Electrochemiluminescence Biosensor for Human Papillomavirus DNA Based on Nanoparticle Charge Density Regulation through a Target Activated CRISPR/Cas12a System

The negative charge of nanoparticles affects their diffusion toward the negatively charged indium tin oxide (ITO) electrode, and this had been coupled with target-activated CRISPR/Cas12a to develop a homogeneous electrochemiluminescence (ECL) biosensor for human papillomavirus 16 (HPV 16) DNA (chosen as model target) detection. Tris(2,2′-bipyridyl) ruthenium(II) chloride hexahydrate-doped SiO2 nanoparticles (Ru@SiO2 NPs) with a diameter of about 50 nm was selected as the ECL probe.They were formed by encased Ru(bpy)32+ in SiO2 nanoparticles, and this can effectively prevent the leakage of Ru(bpy)32+ molecules and improve the stability of the probe. A hairpin probe (HP) was carefully designed and modified on the Ru@SiO2 NPs surface and resulted in the generation of a large negative charge on the surface of the nanoparticles. The strong electrostatic repulsion prevented the nanoparticles from reaching the negatively charged ITO electrode, leading to the weakness of the ECL signal detected.

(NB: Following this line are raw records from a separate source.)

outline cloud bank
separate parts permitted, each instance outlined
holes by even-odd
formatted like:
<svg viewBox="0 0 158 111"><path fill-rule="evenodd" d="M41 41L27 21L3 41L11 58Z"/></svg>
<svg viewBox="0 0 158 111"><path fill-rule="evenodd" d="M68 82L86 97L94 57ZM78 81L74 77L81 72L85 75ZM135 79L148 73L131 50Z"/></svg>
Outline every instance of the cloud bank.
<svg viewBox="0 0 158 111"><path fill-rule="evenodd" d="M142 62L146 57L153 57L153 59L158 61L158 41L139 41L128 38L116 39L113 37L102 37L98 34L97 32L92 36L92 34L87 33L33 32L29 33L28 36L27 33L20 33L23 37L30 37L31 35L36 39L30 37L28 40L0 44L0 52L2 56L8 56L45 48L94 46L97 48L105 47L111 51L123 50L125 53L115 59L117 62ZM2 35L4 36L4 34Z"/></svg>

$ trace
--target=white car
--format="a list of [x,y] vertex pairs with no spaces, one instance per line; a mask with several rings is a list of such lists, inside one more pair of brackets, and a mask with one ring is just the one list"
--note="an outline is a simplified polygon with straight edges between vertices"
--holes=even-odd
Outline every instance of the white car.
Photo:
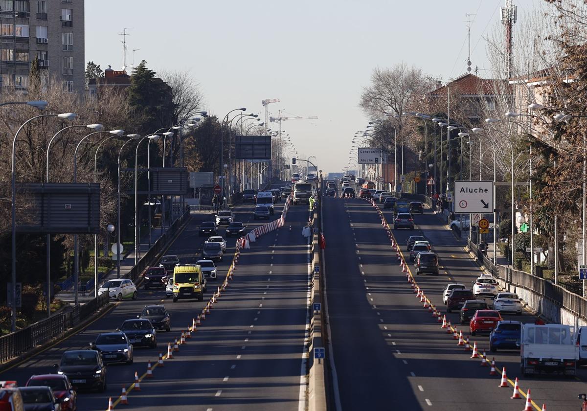
[[481,275],[475,281],[473,285],[473,294],[475,297],[487,295],[492,297],[499,292],[497,281],[490,275]]
[[446,285],[446,288],[444,288],[444,291],[442,292],[442,302],[443,304],[446,304],[446,301],[448,299],[448,296],[450,295],[450,292],[452,291],[455,288],[466,288],[467,287],[464,284],[460,282],[450,282]]
[[493,301],[493,309],[498,311],[515,312],[522,315],[522,303],[518,294],[513,292],[500,292]]
[[220,235],[212,235],[212,237],[208,237],[208,240],[206,240],[206,242],[220,242],[220,248],[222,248],[222,252],[226,252],[226,240]]
[[107,292],[112,299],[122,301],[123,299],[136,299],[138,296],[137,287],[132,281],[126,278],[110,279],[102,284],[98,289],[98,295]]

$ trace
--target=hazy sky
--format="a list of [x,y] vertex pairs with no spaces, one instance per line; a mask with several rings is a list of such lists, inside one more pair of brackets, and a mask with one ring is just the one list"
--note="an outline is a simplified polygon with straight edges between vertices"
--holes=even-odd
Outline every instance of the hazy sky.
[[[518,16],[541,0],[514,0]],[[465,72],[466,13],[473,67],[487,68],[486,36],[505,0],[86,0],[86,61],[105,69],[146,60],[156,70],[189,70],[203,109],[218,117],[238,107],[264,116],[317,116],[284,121],[298,152],[325,172],[348,162],[357,107],[373,69],[403,61],[443,80]],[[139,49],[134,52],[133,49]],[[130,71],[130,70],[129,70]],[[480,70],[478,75],[488,76]],[[275,129],[276,125],[272,127]]]

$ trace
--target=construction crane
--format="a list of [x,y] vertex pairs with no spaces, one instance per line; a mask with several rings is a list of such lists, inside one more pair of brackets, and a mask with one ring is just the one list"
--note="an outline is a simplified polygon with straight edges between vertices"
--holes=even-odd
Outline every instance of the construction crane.
[[263,105],[263,107],[265,107],[265,126],[266,126],[267,124],[269,124],[267,122],[267,116],[268,116],[267,106],[268,106],[269,105],[270,105],[271,103],[279,103],[279,99],[265,99],[265,100],[261,100],[261,103],[262,105]]

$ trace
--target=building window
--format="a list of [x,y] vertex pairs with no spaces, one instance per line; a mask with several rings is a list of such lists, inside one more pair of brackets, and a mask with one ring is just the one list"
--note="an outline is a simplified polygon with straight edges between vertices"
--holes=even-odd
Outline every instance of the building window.
[[14,50],[11,49],[0,49],[0,60],[5,62],[14,61]]
[[61,84],[63,85],[63,91],[69,92],[70,93],[73,92],[73,82],[70,80],[66,80],[65,81],[61,82]]
[[14,36],[14,25],[0,24],[0,35],[2,36]]
[[73,33],[62,33],[61,45],[63,51],[71,51],[73,49]]
[[14,85],[16,87],[28,87],[29,85],[29,76],[23,75],[15,75],[14,76]]
[[29,26],[28,25],[20,24],[15,25],[14,35],[17,37],[28,37]]

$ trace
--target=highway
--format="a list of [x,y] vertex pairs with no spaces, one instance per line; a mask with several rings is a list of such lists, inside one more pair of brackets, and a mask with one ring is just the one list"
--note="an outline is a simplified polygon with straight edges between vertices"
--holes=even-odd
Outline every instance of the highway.
[[[525,400],[510,399],[512,386],[498,388],[499,377],[471,359],[471,352],[457,346],[423,308],[371,204],[338,197],[326,197],[322,203],[330,338],[342,409],[522,409]],[[391,211],[384,214],[393,223]],[[446,284],[471,284],[480,270],[465,253],[464,242],[457,241],[429,209],[414,219],[416,230],[392,230],[393,235],[404,254],[410,235],[421,234],[430,241],[439,256],[440,275],[421,275],[416,281],[444,314]],[[458,325],[458,315],[447,318],[468,336],[468,326]],[[503,316],[535,319],[529,312]],[[549,410],[580,407],[576,396],[585,390],[584,370],[571,379],[523,378],[518,352],[490,353],[487,335],[471,336],[471,345],[474,341],[495,357],[500,369],[506,366],[509,379],[520,379],[522,390],[531,389],[535,409],[543,403]]]
[[[283,204],[276,204],[272,219],[281,216]],[[233,209],[237,221],[245,223],[249,229],[266,223],[252,221],[254,207]],[[141,390],[129,394],[129,405],[117,401],[122,388],[133,382],[135,372],[144,375],[147,361],[156,362],[158,352],[166,353],[167,343],[191,325],[227,274],[234,252],[234,238],[227,239],[219,279],[208,282],[204,302],[174,304],[165,298],[163,289],[141,288],[137,301],[116,303],[85,329],[6,370],[0,379],[16,379],[23,386],[33,374],[54,372],[52,365],[65,351],[87,347],[100,332],[113,330],[135,317],[145,305],[160,303],[172,314],[171,332],[157,333],[157,349],[136,348],[134,364],[108,366],[106,392],[80,392],[78,409],[106,409],[112,397],[116,409],[298,410],[306,395],[302,352],[308,318],[308,250],[301,233],[308,215],[306,207],[291,207],[286,223],[293,226],[291,231],[286,227],[265,234],[252,243],[250,250],[242,251],[233,280],[207,319],[187,344],[180,346],[173,359],[155,368],[154,378],[143,379]],[[205,238],[198,237],[198,226],[200,221],[211,218],[198,217],[193,217],[166,254],[177,254],[184,263],[199,259]],[[219,235],[222,234],[220,230]]]

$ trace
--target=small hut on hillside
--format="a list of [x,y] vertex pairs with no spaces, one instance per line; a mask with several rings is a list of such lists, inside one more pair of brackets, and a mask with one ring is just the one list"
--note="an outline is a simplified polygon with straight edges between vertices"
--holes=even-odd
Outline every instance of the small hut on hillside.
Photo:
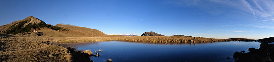
[[38,31],[36,30],[35,30],[33,31],[33,32],[38,32]]

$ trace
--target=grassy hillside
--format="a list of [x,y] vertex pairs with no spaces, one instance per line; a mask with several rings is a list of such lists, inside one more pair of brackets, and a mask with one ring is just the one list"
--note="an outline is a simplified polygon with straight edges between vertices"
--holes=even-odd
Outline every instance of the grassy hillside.
[[22,21],[16,21],[17,22],[16,23],[13,22],[7,24],[8,26],[13,24],[11,26],[1,26],[5,28],[3,29],[2,30],[3,32],[1,32],[2,33],[16,34],[19,33],[31,32],[32,31],[30,30],[32,29],[40,30],[42,28],[49,28],[54,30],[66,30],[61,27],[47,25],[44,21],[32,16],[29,16]]
[[55,26],[64,28],[66,31],[61,31],[65,33],[79,37],[94,37],[106,36],[106,34],[98,30],[85,27],[69,25],[57,24]]

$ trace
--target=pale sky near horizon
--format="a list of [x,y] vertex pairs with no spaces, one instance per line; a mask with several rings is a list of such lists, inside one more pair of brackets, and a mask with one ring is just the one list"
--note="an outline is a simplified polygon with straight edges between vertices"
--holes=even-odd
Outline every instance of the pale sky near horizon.
[[274,1],[1,0],[0,26],[32,16],[106,34],[260,39],[274,36]]

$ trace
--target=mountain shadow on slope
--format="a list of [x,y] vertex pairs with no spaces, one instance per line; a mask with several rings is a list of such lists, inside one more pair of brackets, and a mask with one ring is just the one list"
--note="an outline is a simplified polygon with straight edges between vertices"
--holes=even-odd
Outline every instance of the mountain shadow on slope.
[[173,35],[173,36],[184,36],[184,35]]
[[144,33],[143,33],[143,34],[142,34],[142,35],[141,36],[166,36],[164,35],[162,35],[161,34],[158,34],[155,32],[151,31],[150,32],[146,32]]

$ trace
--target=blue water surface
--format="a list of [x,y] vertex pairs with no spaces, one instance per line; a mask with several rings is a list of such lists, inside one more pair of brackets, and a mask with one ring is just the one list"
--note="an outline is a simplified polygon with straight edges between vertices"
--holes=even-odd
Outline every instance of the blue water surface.
[[[95,62],[234,62],[236,51],[248,52],[249,48],[260,48],[258,42],[227,42],[207,43],[154,44],[121,41],[55,43],[89,50],[99,57],[91,57]],[[102,52],[98,52],[98,49]],[[96,51],[95,52],[95,51]],[[228,57],[231,58],[227,59]]]

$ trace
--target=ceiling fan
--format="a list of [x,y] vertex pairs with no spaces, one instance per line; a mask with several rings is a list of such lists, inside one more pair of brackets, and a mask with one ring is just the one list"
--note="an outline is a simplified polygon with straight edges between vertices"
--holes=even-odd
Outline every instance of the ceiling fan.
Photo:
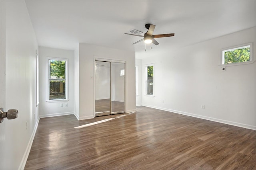
[[157,45],[159,44],[159,43],[157,41],[156,41],[156,40],[154,39],[154,38],[162,38],[163,37],[173,37],[174,36],[174,33],[153,35],[153,32],[154,31],[154,29],[155,29],[155,27],[156,27],[156,25],[154,25],[151,24],[151,23],[147,23],[145,25],[145,27],[147,29],[148,29],[148,31],[146,33],[144,34],[144,36],[136,34],[132,34],[127,33],[124,33],[124,34],[144,37],[143,39],[141,39],[141,40],[139,40],[138,41],[133,43],[133,45],[136,44],[140,41],[142,41],[144,40],[144,42],[146,44],[149,44],[152,43],[155,45]]

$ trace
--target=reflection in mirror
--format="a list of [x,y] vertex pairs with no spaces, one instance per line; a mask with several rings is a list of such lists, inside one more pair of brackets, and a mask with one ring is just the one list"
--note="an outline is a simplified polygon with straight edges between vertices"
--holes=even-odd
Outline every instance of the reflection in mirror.
[[110,114],[110,63],[95,61],[95,116]]
[[111,114],[125,113],[124,63],[111,62]]

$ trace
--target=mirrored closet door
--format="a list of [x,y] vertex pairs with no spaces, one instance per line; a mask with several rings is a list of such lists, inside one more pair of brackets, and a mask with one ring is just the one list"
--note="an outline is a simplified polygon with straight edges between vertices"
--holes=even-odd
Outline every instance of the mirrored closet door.
[[95,61],[95,116],[125,112],[125,64]]

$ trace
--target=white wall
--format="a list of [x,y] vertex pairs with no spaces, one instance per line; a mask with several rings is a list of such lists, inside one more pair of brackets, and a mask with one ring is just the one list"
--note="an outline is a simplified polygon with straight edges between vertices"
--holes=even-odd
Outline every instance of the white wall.
[[74,51],[74,114],[78,119],[79,117],[79,49]]
[[[114,94],[111,98],[112,101],[117,101],[121,102],[124,102],[124,79],[125,76],[120,76],[121,70],[125,69],[125,64],[124,63],[119,63],[116,64],[114,63],[114,65],[112,63],[111,66],[111,71],[112,71],[113,76],[111,76],[112,81],[113,82],[112,91]],[[114,68],[112,69],[114,67]]]
[[155,97],[142,95],[142,105],[256,129],[256,62],[218,65],[222,49],[248,42],[256,60],[256,27],[143,59],[142,71],[154,63]]
[[[68,60],[68,101],[54,102],[49,100],[48,74],[49,57]],[[41,117],[74,114],[74,51],[39,47],[39,83],[40,109]],[[68,104],[68,107],[65,104]],[[60,107],[60,104],[63,107]]]
[[79,44],[79,119],[93,118],[94,109],[94,57],[126,61],[126,112],[136,110],[135,104],[134,52],[104,47],[94,45]]
[[[138,68],[138,94],[136,95],[136,106],[139,106],[142,105],[142,95],[144,95],[142,93],[142,65],[141,60],[140,59],[136,59],[135,61],[136,66]],[[143,72],[144,73],[144,72]]]
[[[17,119],[6,119],[0,124],[0,169],[22,169],[39,121],[36,78],[36,51],[38,46],[25,2],[1,1],[0,6],[1,49],[4,47],[6,52],[1,53],[1,55],[5,55],[1,58],[6,57],[4,110],[17,109],[19,115]],[[6,17],[6,20],[2,20],[3,16]],[[5,28],[2,29],[3,27]],[[2,35],[5,35],[6,41],[2,41],[4,37]]]

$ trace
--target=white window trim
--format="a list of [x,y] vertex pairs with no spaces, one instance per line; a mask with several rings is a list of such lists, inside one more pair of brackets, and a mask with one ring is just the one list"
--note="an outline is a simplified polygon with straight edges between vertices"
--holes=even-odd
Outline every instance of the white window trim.
[[[229,63],[229,64],[224,64],[224,53],[226,51],[228,51],[231,50],[234,50],[236,49],[240,48],[241,47],[244,47],[245,46],[250,46],[250,61],[245,61],[244,62],[240,63]],[[224,49],[222,49],[221,50],[221,55],[220,55],[220,64],[219,64],[219,66],[222,67],[227,66],[237,66],[239,65],[246,64],[252,64],[254,63],[255,61],[253,59],[253,46],[252,43],[247,43],[246,44],[241,44],[240,45],[236,45],[228,48],[225,48]]]
[[[47,65],[48,69],[47,69],[47,86],[48,88],[46,89],[46,92],[47,93],[47,99],[48,100],[46,100],[46,102],[48,102],[49,103],[54,103],[54,102],[68,102],[70,100],[69,99],[69,81],[68,81],[68,59],[65,59],[65,58],[54,58],[54,57],[47,57],[46,60],[46,63]],[[49,60],[59,60],[61,61],[66,61],[66,99],[56,99],[53,100],[49,100],[49,98],[50,97],[49,94],[50,94],[50,86],[49,84],[49,80],[50,80],[50,64],[49,63]]]
[[[154,72],[154,76],[153,77],[153,94],[147,94],[147,77],[148,74],[147,67],[148,66],[153,66],[153,72]],[[148,97],[155,97],[155,66],[154,63],[149,64],[145,65],[145,96]]]

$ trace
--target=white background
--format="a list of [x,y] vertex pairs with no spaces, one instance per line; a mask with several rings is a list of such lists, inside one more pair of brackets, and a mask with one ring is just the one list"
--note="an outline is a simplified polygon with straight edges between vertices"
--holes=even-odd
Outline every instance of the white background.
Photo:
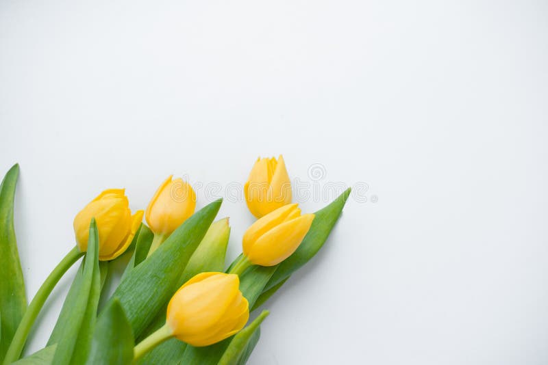
[[[366,182],[369,200],[266,306],[250,364],[546,364],[547,16],[528,1],[2,0],[0,170],[21,163],[29,297],[101,190],[144,208],[169,174],[242,184],[282,153],[292,178],[319,163],[316,182]],[[226,215],[232,258],[253,219],[234,200]]]

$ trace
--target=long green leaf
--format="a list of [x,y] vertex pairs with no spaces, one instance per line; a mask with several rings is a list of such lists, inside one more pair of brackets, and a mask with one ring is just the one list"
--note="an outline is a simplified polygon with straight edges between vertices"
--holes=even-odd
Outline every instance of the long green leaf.
[[[303,242],[293,254],[278,265],[276,272],[264,288],[265,292],[277,286],[279,288],[279,283],[287,280],[320,250],[340,216],[349,195],[349,188],[328,206],[314,213],[316,217]],[[272,294],[273,293],[270,293],[269,296]]]
[[15,362],[12,365],[52,365],[53,356],[55,354],[56,344],[52,344],[38,350],[32,355],[27,356]]
[[213,202],[188,218],[120,282],[112,297],[120,300],[136,338],[177,290],[181,272],[213,221],[221,202]]
[[282,286],[286,283],[288,279],[289,279],[289,278],[286,278],[284,280],[282,280],[270,289],[262,292],[262,293],[259,295],[259,297],[257,298],[257,300],[255,301],[255,303],[251,307],[251,311],[253,312],[256,309],[262,306],[267,300],[270,299],[271,297],[274,295],[275,293],[278,291],[278,289],[279,289]]
[[19,174],[18,164],[10,169],[0,185],[0,363],[27,308],[15,229],[13,204]]
[[[230,235],[228,218],[213,223],[201,240],[199,245],[192,254],[186,265],[177,287],[180,287],[194,275],[204,271],[222,271],[225,267],[225,258]],[[149,334],[164,325],[166,323],[165,303],[152,324],[145,334]],[[145,334],[142,337],[145,337]],[[140,365],[155,364],[175,364],[181,359],[186,348],[186,344],[177,338],[171,338],[156,347],[147,353],[139,362]]]
[[83,364],[91,345],[101,294],[99,234],[95,219],[91,220],[88,252],[78,275],[80,278],[75,279],[78,295],[74,303],[65,301],[63,304],[63,307],[71,308],[71,314],[66,322],[60,325],[63,329],[53,357],[55,365]]
[[[217,365],[233,365],[240,364],[246,355],[246,349],[249,342],[253,338],[253,334],[259,330],[259,326],[269,315],[268,310],[263,310],[259,316],[251,322],[249,325],[240,331],[230,341]],[[256,339],[258,340],[258,338]],[[253,346],[255,346],[254,344]],[[251,352],[250,352],[251,353]],[[245,360],[244,360],[244,363]]]
[[249,358],[249,356],[251,356],[253,349],[255,349],[255,347],[257,345],[257,342],[259,342],[260,337],[261,327],[258,327],[251,335],[251,338],[249,338],[249,340],[247,342],[247,344],[245,346],[245,349],[244,349],[242,355],[235,365],[245,365],[247,363],[247,360]]
[[134,341],[132,326],[122,306],[114,299],[97,321],[88,365],[125,365],[132,363]]
[[[297,251],[287,259],[270,267],[252,266],[243,273],[240,289],[249,302],[250,308],[255,307],[256,302],[266,301],[283,285],[284,280],[306,264],[321,248],[340,215],[349,194],[349,189],[330,204],[316,213],[316,217],[306,236]],[[281,270],[281,273],[278,273],[279,270]],[[265,297],[261,298],[262,295]],[[224,342],[206,347],[187,346],[182,364],[216,364],[226,348],[226,346],[223,346]]]
[[122,275],[122,280],[123,280],[129,272],[134,268],[141,263],[147,258],[147,255],[150,249],[150,245],[152,244],[152,239],[154,238],[154,234],[150,230],[147,225],[141,224],[141,228],[139,232],[136,234],[136,243],[135,249],[132,256],[132,258],[127,263],[125,267],[123,275]]

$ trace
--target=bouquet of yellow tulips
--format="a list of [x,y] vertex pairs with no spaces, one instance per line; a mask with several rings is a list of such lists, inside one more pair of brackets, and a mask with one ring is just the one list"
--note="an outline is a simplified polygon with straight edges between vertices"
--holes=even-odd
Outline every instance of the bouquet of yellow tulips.
[[[283,158],[258,159],[244,186],[257,220],[225,268],[230,227],[228,218],[215,221],[222,200],[195,212],[190,185],[170,176],[145,212],[132,213],[124,189],[105,190],[76,214],[73,248],[27,305],[14,228],[18,175],[15,165],[0,186],[3,365],[244,364],[269,314],[251,312],[321,248],[350,193],[303,213],[291,202]],[[23,357],[49,294],[81,258],[49,340]],[[109,262],[123,258],[127,266],[107,297]]]

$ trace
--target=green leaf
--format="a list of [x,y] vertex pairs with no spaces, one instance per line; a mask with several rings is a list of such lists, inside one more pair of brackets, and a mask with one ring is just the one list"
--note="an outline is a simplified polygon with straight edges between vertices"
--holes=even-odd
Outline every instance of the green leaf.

In the presence of a target, Cas12a is activated and the single-stranded region of HP is cleaved and separated from the Ru@SiO2 surface, resulting in less negative charge of the particles and enhanced ECL signal of the system. The ECL signal was linearly correlated with the logarithm of the HPV 16 DNA concentration in the range of 10 fM–10 nM with a limit of 3.4 fM (S/N = 3) under optimal conditions. The biosensor shows exceptional performance in the detection of HPV16 DNA in real samples.